When Claressa Shields turned professional in 2016, the landscape of her sport was very different. The revolution on her side of the sport hadn't yet truly begun. But the embryonic shoots were beginning to flower. Katie Taylor, with one simple private message to Eddie Hearn, changed plenty. But Shields more than played her part also.
After winning two Olympic gold medals in London and Rio, the American chased a new challenge. Only one defeat in seventy-eight amateur fights. Fifty-one wins on the bounce followed after Savannah Marshall inflicted that one solitary blemish on her resume. Multiple titles on the world stage.
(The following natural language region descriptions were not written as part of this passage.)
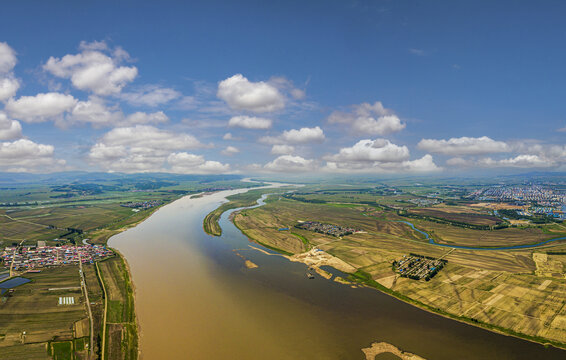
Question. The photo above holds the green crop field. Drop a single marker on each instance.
(507, 291)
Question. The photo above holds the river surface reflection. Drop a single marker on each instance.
(195, 299)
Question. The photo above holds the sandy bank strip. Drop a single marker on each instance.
(263, 251)
(383, 347)
(317, 258)
(249, 264)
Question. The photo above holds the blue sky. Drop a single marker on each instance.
(300, 87)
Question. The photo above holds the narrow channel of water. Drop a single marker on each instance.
(195, 299)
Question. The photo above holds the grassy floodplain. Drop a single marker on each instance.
(520, 292)
(33, 212)
(249, 198)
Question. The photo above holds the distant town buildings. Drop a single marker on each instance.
(32, 257)
(418, 267)
(142, 205)
(328, 229)
(540, 200)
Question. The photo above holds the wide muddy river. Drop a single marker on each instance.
(195, 299)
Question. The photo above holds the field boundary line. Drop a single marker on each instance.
(105, 309)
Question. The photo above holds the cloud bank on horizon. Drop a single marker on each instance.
(93, 108)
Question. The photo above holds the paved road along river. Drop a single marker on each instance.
(195, 299)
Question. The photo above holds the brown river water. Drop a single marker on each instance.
(195, 299)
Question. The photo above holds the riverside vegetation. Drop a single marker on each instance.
(517, 292)
(32, 323)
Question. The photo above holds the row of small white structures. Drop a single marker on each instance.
(66, 300)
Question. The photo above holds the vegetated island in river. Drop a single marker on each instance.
(466, 289)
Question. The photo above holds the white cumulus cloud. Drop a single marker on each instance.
(249, 122)
(296, 136)
(151, 95)
(9, 85)
(375, 156)
(139, 148)
(41, 107)
(7, 58)
(27, 156)
(241, 94)
(368, 119)
(9, 129)
(464, 146)
(94, 69)
(186, 163)
(290, 163)
(282, 149)
(230, 150)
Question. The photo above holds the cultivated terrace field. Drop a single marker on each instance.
(68, 209)
(519, 292)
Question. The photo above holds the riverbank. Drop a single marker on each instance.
(249, 222)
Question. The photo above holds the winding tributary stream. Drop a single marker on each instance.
(195, 299)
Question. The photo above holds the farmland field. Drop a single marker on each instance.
(499, 290)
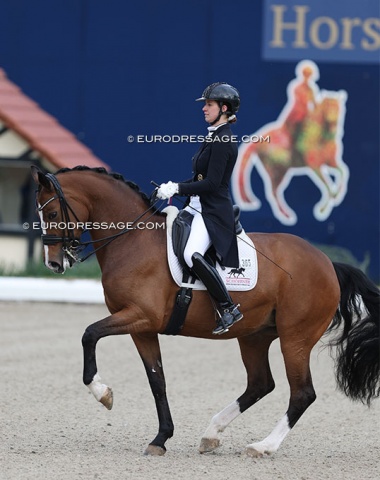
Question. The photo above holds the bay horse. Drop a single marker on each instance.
(296, 303)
Shields had done everything she could possibly do as an amateur.
Shields was only 21 when her new challenge was unleashed in 2016. But even at such a young age, Shields was already aware of her importance to her craft. She talked about leading the rise of women's boxing worldwide. But the two-time Olympic Champion looked to be ahead of her time. The acceptance of women's boxing had yet to arrive. Apathy and blatant ignorance of her craft were perhaps her biggest fight to date. But very quickly, Claressa Shields started to make things happen for herself and indeed her sport.
Katie Taylor slowly started to change perceptions across the pond. Shields was doing exactly that on her side of the ocean. It was perhaps indicative of the times that the professional debut of the highly decorated amateur was against someone of the calibre of Franchon Crews-Dezurn. Shields beat her fellow American on points and earned herself $50,000 in the process. The revolution had begun. Shields would very quickly headline on Showtime. She was starting to change many things.
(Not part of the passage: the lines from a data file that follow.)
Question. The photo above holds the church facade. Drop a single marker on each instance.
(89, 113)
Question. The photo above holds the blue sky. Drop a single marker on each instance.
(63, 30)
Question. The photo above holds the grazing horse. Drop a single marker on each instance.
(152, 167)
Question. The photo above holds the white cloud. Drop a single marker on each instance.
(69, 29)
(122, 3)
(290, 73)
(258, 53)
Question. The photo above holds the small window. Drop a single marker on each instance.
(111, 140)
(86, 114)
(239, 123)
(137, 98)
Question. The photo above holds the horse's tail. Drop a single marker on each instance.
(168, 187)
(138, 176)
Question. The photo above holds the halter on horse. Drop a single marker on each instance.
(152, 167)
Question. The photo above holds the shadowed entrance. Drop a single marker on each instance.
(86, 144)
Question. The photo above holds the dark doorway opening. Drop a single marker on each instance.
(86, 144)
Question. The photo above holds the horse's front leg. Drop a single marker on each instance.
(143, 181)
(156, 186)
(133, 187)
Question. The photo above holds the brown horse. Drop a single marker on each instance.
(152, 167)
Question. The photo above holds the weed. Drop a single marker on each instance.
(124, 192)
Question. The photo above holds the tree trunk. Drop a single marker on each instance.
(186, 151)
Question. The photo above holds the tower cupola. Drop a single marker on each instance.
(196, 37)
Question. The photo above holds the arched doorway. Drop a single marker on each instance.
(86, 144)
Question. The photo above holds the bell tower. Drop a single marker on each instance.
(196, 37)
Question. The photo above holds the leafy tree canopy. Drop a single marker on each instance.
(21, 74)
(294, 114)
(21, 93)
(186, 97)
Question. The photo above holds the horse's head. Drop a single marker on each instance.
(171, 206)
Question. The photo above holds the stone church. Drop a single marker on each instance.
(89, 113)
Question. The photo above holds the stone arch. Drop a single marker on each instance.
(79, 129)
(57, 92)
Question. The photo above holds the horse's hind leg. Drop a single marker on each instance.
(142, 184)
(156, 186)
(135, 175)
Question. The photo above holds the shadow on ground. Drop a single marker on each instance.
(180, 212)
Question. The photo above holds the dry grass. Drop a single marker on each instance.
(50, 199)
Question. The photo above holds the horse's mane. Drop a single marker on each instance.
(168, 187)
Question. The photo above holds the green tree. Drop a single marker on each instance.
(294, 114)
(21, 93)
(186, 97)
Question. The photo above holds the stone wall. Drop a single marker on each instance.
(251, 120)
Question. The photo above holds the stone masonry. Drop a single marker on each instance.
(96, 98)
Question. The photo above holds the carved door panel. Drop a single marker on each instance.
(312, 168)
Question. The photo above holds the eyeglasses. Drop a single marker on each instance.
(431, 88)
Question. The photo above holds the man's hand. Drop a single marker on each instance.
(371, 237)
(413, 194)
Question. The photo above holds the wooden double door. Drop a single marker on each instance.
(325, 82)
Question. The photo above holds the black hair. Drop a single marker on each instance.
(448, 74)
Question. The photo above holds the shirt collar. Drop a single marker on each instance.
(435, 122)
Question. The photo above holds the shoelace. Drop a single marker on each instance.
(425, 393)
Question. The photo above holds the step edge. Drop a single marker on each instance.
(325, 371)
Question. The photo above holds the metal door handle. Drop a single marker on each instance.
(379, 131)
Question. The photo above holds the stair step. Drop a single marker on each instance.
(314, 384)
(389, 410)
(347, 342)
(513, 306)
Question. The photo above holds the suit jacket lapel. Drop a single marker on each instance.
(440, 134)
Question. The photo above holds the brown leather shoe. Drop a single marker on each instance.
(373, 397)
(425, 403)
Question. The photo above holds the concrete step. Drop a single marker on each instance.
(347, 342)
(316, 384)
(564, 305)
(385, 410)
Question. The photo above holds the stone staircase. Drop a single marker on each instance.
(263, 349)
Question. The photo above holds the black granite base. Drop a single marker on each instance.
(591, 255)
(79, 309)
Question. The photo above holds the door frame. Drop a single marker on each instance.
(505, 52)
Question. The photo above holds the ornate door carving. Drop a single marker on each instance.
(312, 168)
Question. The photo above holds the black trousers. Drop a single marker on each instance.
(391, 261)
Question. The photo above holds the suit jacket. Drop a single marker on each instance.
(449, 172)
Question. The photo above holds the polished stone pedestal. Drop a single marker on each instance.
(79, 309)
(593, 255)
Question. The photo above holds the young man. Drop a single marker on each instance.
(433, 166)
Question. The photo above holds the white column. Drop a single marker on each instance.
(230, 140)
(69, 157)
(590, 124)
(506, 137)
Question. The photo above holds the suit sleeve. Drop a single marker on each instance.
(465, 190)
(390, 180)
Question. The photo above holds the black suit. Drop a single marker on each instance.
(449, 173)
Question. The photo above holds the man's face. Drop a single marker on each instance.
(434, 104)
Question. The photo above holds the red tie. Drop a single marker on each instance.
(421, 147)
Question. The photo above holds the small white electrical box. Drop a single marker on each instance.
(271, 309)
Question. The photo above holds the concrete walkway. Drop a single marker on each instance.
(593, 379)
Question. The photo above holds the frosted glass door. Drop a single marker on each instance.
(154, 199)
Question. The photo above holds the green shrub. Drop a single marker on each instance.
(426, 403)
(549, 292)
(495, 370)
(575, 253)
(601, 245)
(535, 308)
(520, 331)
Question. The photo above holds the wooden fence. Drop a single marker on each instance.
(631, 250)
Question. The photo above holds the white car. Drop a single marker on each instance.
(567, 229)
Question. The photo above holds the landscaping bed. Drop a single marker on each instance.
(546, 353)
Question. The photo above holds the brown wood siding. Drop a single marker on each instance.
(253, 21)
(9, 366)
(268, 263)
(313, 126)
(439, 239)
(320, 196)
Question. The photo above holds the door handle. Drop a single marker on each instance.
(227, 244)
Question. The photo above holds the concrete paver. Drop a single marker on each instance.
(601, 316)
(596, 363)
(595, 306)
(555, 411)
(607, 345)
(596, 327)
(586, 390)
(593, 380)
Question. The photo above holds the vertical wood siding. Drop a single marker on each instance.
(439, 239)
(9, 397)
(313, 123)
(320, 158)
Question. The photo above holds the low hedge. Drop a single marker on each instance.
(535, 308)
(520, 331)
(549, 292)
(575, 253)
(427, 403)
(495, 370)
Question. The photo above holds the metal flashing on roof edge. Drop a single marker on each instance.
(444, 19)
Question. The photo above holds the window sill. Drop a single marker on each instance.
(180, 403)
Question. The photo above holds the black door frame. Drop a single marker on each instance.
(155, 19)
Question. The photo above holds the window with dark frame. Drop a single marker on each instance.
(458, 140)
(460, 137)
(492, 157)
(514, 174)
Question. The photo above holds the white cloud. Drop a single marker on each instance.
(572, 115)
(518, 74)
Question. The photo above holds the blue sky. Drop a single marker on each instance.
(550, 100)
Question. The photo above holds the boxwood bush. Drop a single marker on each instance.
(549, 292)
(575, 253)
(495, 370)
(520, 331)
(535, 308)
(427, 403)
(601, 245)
In just her 4th fight, Shields won her first world title courtesy of a thoroughly dominant stoppage victory over the previously unbeaten Nikki Adler. In five rounds, Adler only landed six punches. The victory over Adler earned Shields the WBC and IBF world super-middleweight baubles. Many more world titles would follow, including undisputed status at two different weights, and unified at a third. Those world titles at 154, 160, and 168 have shown her dominance at those weights, and later this month, Shields is going for even more gold.
On July 27th in Detroit, Vanessa Lepage-Joanisse will defend her WBC heavyweight crown against Shields, with the vacant WBO world light-heavyweight title thrown in for good measure akin to what Sugar Ray Leonard and Donny LaLonde did all those years ago.
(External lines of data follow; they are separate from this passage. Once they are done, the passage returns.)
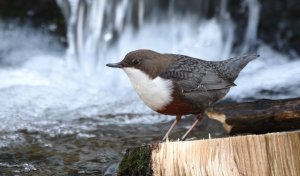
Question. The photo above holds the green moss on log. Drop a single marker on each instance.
(137, 161)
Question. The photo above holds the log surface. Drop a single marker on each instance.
(275, 154)
(261, 116)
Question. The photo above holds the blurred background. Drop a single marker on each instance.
(63, 112)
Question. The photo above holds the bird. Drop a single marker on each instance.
(178, 85)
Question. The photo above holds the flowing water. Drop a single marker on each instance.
(63, 112)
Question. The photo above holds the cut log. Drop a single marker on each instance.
(275, 154)
(261, 116)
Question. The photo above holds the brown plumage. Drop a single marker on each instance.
(195, 84)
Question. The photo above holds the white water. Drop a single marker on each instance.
(45, 86)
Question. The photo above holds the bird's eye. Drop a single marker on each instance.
(135, 61)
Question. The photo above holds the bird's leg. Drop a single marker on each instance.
(178, 118)
(199, 118)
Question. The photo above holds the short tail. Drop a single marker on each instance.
(233, 66)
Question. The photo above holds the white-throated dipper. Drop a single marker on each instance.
(178, 85)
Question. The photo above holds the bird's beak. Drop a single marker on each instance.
(115, 65)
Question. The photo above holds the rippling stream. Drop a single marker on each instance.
(63, 112)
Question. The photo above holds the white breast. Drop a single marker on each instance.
(156, 93)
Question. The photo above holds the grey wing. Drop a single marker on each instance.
(194, 75)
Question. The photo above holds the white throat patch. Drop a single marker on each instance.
(156, 93)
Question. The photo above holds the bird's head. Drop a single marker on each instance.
(147, 61)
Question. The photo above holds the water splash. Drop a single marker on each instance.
(48, 86)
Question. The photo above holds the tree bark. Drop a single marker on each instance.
(261, 116)
(274, 154)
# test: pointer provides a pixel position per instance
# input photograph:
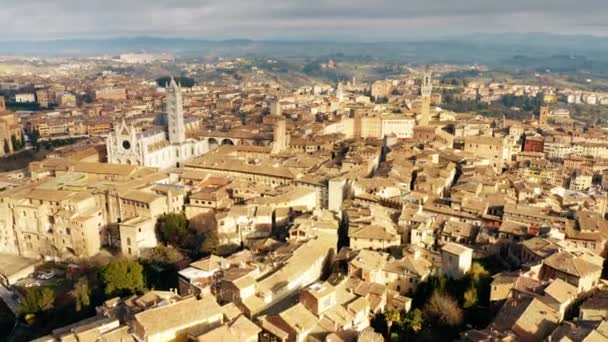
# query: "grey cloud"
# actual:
(220, 19)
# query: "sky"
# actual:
(359, 20)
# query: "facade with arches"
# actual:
(162, 147)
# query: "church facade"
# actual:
(161, 148)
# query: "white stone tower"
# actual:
(275, 107)
(280, 137)
(340, 92)
(175, 113)
(425, 91)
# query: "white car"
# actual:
(46, 275)
(32, 283)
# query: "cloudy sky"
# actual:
(296, 19)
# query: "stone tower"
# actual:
(275, 107)
(280, 137)
(425, 91)
(543, 118)
(340, 92)
(175, 113)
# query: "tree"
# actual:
(37, 300)
(173, 228)
(210, 243)
(470, 298)
(443, 309)
(477, 272)
(391, 316)
(122, 277)
(413, 321)
(34, 138)
(15, 143)
(82, 293)
(162, 255)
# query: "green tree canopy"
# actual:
(470, 298)
(210, 243)
(162, 255)
(122, 277)
(413, 321)
(37, 300)
(443, 309)
(173, 228)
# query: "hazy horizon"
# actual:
(356, 20)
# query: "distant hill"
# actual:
(531, 51)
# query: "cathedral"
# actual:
(160, 147)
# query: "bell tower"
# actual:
(425, 91)
(175, 113)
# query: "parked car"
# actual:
(46, 275)
(34, 283)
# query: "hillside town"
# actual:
(252, 211)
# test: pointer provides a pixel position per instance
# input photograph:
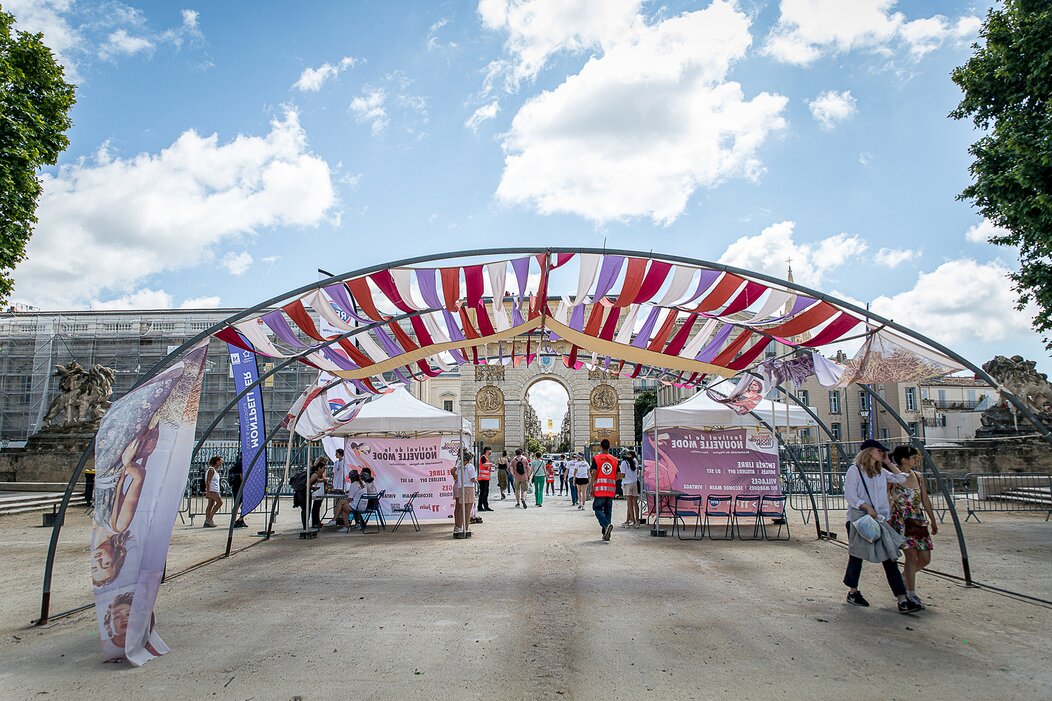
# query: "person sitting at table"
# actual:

"The motivation is to show that size doesn't matter to some people," Shields says of why she is going above and beyond for her latest venture.
At 29, Shields could quite easily retire right now and ride off into the sunset with her glittering resume safe from even the harshest scrutiny. But she feels there is more to achieve and in two different sports.
Shields is three fights into her PFL MMA career, where another meeting with Savannah Marshall surely lies ahead. But the red-hot rivalry in boxing still has the look of unfinished business.
"I don't hate Savannah, I have a lot of respect for her. She was a great dance partner and I will dance with her again." A respectful Shields says of her past and future rival.
Shields is incredibly ambitious in her new sport. But there is still work to do in her initial sport. A legacy already secured. Now, she wants to enhance it even further.
"The end goal is to be the best boxer and the best combat athlete that I can be," Shields told FightPost. "At the end, I see myself being a six-division world champion. I see myself being undefeated. I see myself having an MMA world title. I think that would be career satisfaction."
Shields has risen from those incredibly horrifically traumatic times of her early years. "I wouldn't wish my past on my worst enemy," the American once said. Fighting adversity and winning has been a constant in her life. The incoming autobiography should have 'Resilience' firmly in the title. But her story is nowhere near finished yet.
Unbeaten in fourteen professional fights, Shields is well on her way to boxing's Hall of Fame. But there are challenges still out there for her.
"I want to fight all the girls that they say are good. I would love to share a ring with Katie. I would love to fight Amanda Serrano." Shields told me last month. But there is seemingly lingering beef with another undisputed champion of the world.
"I would love to share a ring with Alycia Baumgardner. Not because she is at the same level as the other girls, but it is the fact that she talks like she is, and I would love to make her look like an amateur if I was to get in the ring with her."
Fights with the likes of Taylor, Serrano, and Baumgardner would all have to be agreed at a catchweight. The idea of any of those fights might seem remote, even one of fantasy to some. But if there is a will, a way usually follows. If ever a fighter deserves another rivalry to match what the one with Savannah Marshall served up, it's Claressa Shields. Hopefully, it will come.